Kenali Songket Palembang, Cintai Produk Lokal

Author

Date

Category

Melodi simfoni kemahsyuran Gending Sriwijaya ini membuat tiap orang yang mendengarnya pasti akan setuju kalau musik dan tarian yang dibawakan oleh para gadis cantik ini luar biasa. Apalagi kostum yang dikenakan untuk menari pun sangatlah mencolok dengan warna merah yang mewah. Pernah melihat kemegahan songket Palembang? Produk lokal ini termasuk barang koleksi oleh para istri Presiden Indonesia. Yuk kenali dulu apa itu songket Palembang!

http://www.youtube.com/watch?v=rhWyo3IvxU4

Sumatera Selatan, daerah yang dikenal dengan sebutan “Bumi Sriwijaya” dan masyarakatnya termasuk saya yang akrab disapa “Wong Kito Galo” ini punya rekam jejak peninggalan Sriwijaya, salah satunya kain tenun Songket. Walau hampir seluruh daerah Indonesia memiliki ketrampilan menenun, tapi tenun Songket Palembang ini memiliki motif dan arti tersendiri. Tidak ada yang bisa melepaskan kain songket dari kebudayaan Nusantara.

Menurut cerita orang lama Palembang, awal munculnya kain songket pada masa Kerajaan Sriwijaya abad ke-7 hingga abad ke-13. Tradisi tenun secara turun temurun dari para pedagang Tiongkok yang membawa benang sutra, sedangkan pedagang India serta Timur Tengah yang membawa benang emas.
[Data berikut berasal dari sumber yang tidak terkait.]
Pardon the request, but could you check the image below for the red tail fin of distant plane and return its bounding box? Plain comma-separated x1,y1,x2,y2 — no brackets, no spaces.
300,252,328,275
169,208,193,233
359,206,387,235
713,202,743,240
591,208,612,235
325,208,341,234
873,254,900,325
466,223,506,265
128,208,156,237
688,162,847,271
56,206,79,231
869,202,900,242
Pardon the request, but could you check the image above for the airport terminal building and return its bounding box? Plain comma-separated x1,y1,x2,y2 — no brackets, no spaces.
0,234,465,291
Oleh karena perkembangan dan dipengaruhi tradisi yang dibawa para pedagang saat singgah, maka terciptalah pola tenun Songket buah ketekunan dan kreatifitas masyarakat saat itu. Pola-pola rumit yang diciptakan oleh para penenun ini juga menginspirasi rumpun melayu lain seperti Malaysia dan Brunei. Namun, berbeda dengan songket Indonesia apalagi Palembang karena lebih mengarah ke warna merah, emas dan perak.

Sumber yang saya dapat, masa itu benang dan bahan yang digunakan berkaitan dengan alam sekitar. Pewarnaan pun masih menggunakan bahan-bahan alami dari sumber kekayaan alam sekitar. Benang-benang yang digunakan berasal langsung dari pedagang Tiongkok dan India yang akhirnya memberi dampak kekayaan jenis-jenis motif kain tenun Songket yang ada sampai saat ini.
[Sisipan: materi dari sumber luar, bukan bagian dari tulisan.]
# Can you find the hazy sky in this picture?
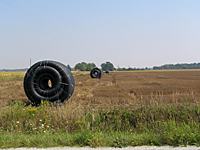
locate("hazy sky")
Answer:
[0,0,200,69]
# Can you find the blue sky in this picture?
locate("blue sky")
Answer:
[0,0,200,69]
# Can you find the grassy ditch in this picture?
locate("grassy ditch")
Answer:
[0,101,200,148]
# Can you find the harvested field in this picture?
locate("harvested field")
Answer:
[0,70,200,108]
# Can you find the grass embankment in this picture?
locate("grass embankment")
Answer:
[0,102,200,148]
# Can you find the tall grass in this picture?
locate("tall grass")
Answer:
[0,101,200,148]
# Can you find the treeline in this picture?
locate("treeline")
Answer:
[153,63,200,70]
[0,61,200,71]
[0,68,28,71]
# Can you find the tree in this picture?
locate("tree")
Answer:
[101,61,114,71]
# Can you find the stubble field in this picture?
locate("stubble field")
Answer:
[0,70,200,148]
[0,70,200,108]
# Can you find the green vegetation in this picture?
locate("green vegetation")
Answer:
[0,101,200,148]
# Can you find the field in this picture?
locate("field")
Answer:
[0,70,200,148]
[0,70,200,107]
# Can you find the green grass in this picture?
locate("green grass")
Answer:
[0,102,200,148]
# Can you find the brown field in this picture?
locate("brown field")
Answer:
[0,70,200,108]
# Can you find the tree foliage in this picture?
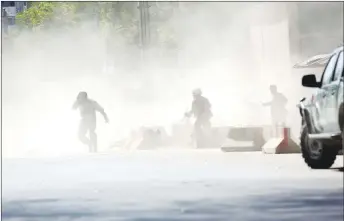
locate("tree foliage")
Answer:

Desa yang Ikut Melestarikan Songket, Desa Muara Penimbung

Warga Desa Muara Penimbung melakukan aktifitas tenun Songket
Warga Desa Muara Penimbung melakukan aktifitas tenun Songket

Pencarian informasi saya mengenai songket mengarah ke Desa Muara Penimbung, desa yang berada di Kecamatan Indralaya, atau tepatnya Ogan Ilir ini merupakan salah satu desa yang melestarikan tenun songket dari generasi ke generasi hingga saat ini. Jika kita dari Bandara Sultan Mahmud Badaruddin 2 Palembang sekitar 35 km atau 1,5 jam untuk mencapai desa yang memiliki sekitar 38 rumah yang menjual kain songket hasil tenunan sendiri.
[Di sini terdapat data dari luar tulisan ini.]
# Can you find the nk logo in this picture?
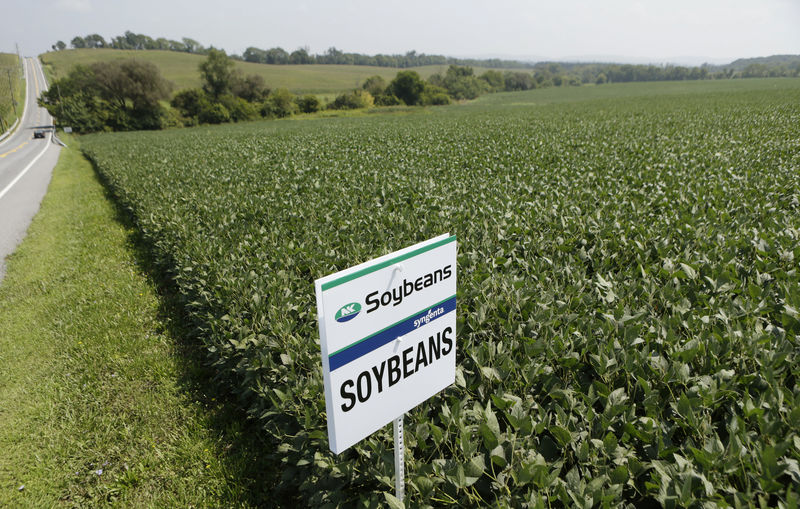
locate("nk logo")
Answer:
[334,302,361,323]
Para pengrajin tenun di desa Muara Penimbung ini telah diajarkan menenun sejak usia dini hingga sekarang. Pada dasarnya para pengrajin tersebut bisa menenun oleh dari ilmu orang-orang terdekat. Dari keluarga di rumah yang merupakan keluarga pengrajin itu sendiri. Biasanya saling berbagi ilmu tentang hal-hal yang terkait menenun, seperti motif-motif. Namun ada pula yang bisa menenun kain songket ini dengan belajar pada orang selain keluarga namun biasanya memang orang yang lebih tua.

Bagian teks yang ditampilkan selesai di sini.